Search code examples
rustrust-polars

How to construct Array Series without going through List?


I can do this:

let mut col1: ListPrimitiveChunkedBuilder<Float64Type> = ListPrimitiveChunkedBuilder::new(
    "array", 
    1,
    2, 
    DataType::Float64);

col1.append_slice(&[1.1,2.2]);
col1.append_slice(&[2.1,2.2]);
col1.append_slice(&[3.1,2.2]);
let s = col1.finish().into_series();
let sa = s.cast(&DataType::Array(Box::new(DataType::Float64), 2)).unwrap();
let df = DataFrame::new(vec![sa]);
println!("{:?}",df)
shape: (3, 1)
┌───────────────┐
│ array         │
│ ---           │
│ array[f64, 2] │
╞═══════════════╡
│ [1.1, 2.2]    │
│ [2.1, 2.2]    │
│ [3.1, 2.2]    │
└───────────────┘

but it seems silly to make a list just to later cast it to an Array. I found FixedSizeListNumericBuilder in polars-core/src/chunked_array_builder/fixed_size_list.rs but I don't know how to use it.

A couple bonus questions:

  1. in the ListPrimitiveChunkedBuilder what are capacity and values_capacity? They don't seem to be binding. (ie I can make more horizontal and vertical values than are specified there.)

  2. Why do I have to wrap DataType::Float64 in Box::new()?


Solution

  • FixedSizeListNumericBuilder is not exported (pub(crate)), so you cannot use it.
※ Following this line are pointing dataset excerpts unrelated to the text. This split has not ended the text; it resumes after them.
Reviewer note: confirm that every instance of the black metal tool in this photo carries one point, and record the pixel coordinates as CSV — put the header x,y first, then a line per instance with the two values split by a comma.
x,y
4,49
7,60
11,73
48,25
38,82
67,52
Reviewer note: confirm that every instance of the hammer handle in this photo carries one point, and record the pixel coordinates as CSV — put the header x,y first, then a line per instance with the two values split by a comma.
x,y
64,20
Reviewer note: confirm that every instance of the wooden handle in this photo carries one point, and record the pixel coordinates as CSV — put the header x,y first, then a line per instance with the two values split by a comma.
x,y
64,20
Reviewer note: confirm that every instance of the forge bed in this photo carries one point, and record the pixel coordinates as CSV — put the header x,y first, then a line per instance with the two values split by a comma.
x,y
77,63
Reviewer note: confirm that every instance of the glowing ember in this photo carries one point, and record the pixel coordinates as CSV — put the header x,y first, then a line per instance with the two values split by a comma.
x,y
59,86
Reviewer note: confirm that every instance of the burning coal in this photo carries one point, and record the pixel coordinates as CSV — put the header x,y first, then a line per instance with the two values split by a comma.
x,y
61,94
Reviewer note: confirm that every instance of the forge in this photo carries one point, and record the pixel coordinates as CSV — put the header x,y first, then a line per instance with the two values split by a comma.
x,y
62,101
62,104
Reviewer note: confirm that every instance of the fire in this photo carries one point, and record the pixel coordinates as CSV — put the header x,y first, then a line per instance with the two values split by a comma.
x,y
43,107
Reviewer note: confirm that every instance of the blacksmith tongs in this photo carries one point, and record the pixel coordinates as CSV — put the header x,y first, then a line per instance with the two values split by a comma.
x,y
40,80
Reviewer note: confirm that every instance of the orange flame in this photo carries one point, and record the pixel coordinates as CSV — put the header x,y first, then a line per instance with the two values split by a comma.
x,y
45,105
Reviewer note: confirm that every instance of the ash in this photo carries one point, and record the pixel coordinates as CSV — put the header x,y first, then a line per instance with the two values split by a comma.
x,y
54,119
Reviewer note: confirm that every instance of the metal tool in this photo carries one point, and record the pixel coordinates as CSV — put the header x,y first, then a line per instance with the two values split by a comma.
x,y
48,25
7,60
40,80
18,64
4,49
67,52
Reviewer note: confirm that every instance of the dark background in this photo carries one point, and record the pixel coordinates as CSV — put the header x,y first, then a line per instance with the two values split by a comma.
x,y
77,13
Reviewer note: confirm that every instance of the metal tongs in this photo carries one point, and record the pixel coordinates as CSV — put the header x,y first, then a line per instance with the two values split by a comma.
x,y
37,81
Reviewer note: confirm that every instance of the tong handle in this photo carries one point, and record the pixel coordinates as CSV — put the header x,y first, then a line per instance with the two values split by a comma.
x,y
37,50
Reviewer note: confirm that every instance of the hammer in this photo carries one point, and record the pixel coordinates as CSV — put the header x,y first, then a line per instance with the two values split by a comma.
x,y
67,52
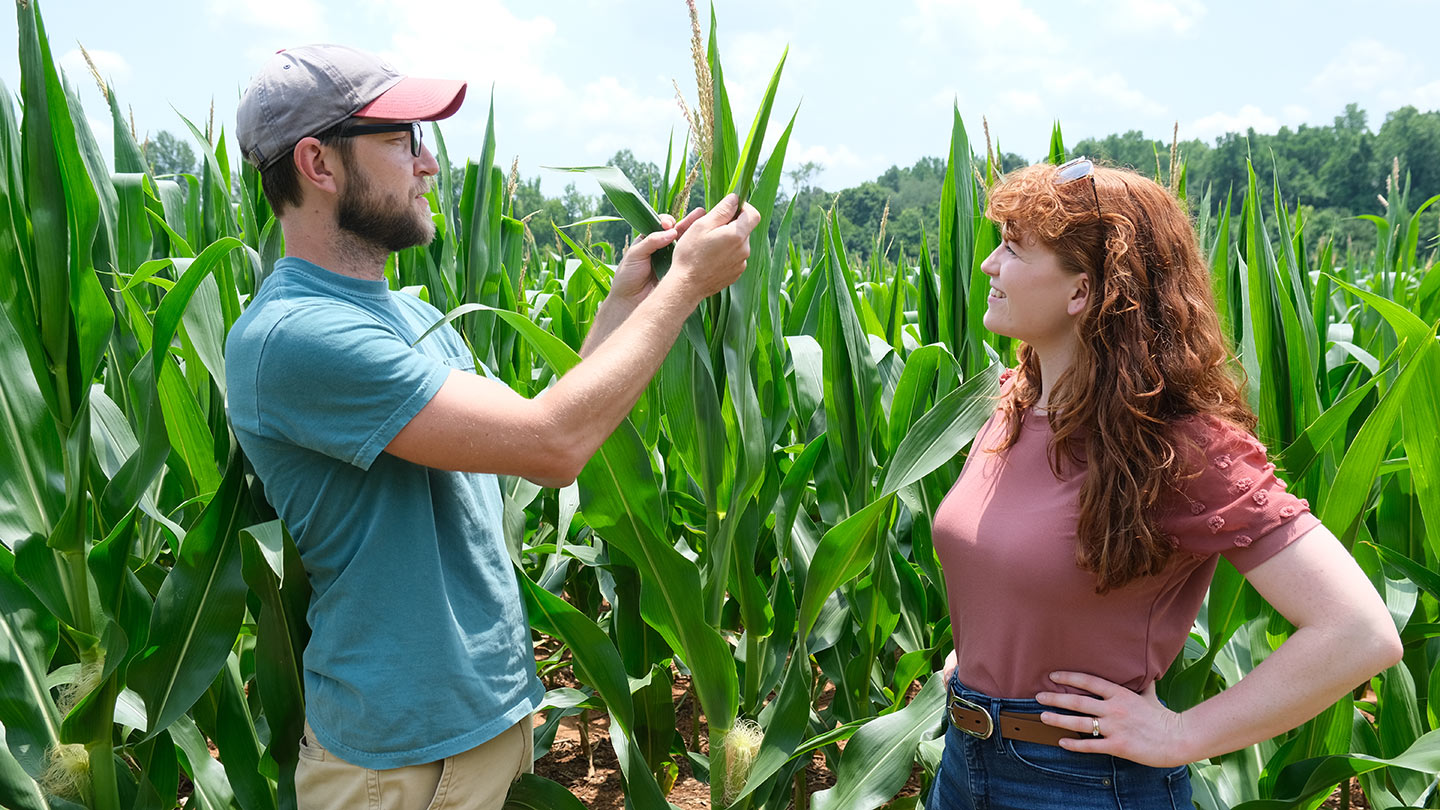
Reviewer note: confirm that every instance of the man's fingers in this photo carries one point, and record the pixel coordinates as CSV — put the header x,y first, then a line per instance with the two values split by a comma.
x,y
725,209
748,219
653,242
690,219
Its methods are also mostly unsafe, so it looks like it wasn't meant to be exposed either.

    in the ListPrimitiveChunkedBuilder what are capacity and values_capacity? They don't seem to be binding. (ie I can make more horizontal and vertical values than are specified there.)

    Capacity in Rust usually refers to the amount of allocated memory. It's not a hard limit since allocations can grow, but it usually affects performance. It is a good idea to predict the desired capacity if you can.

    Why do I have to wrap DataType::Float64 in Box::new()?

    Because DataType::Array recursively contains a DataType (for the elements type), and recursive types must include an indirection, otherwise they would have an infinite size.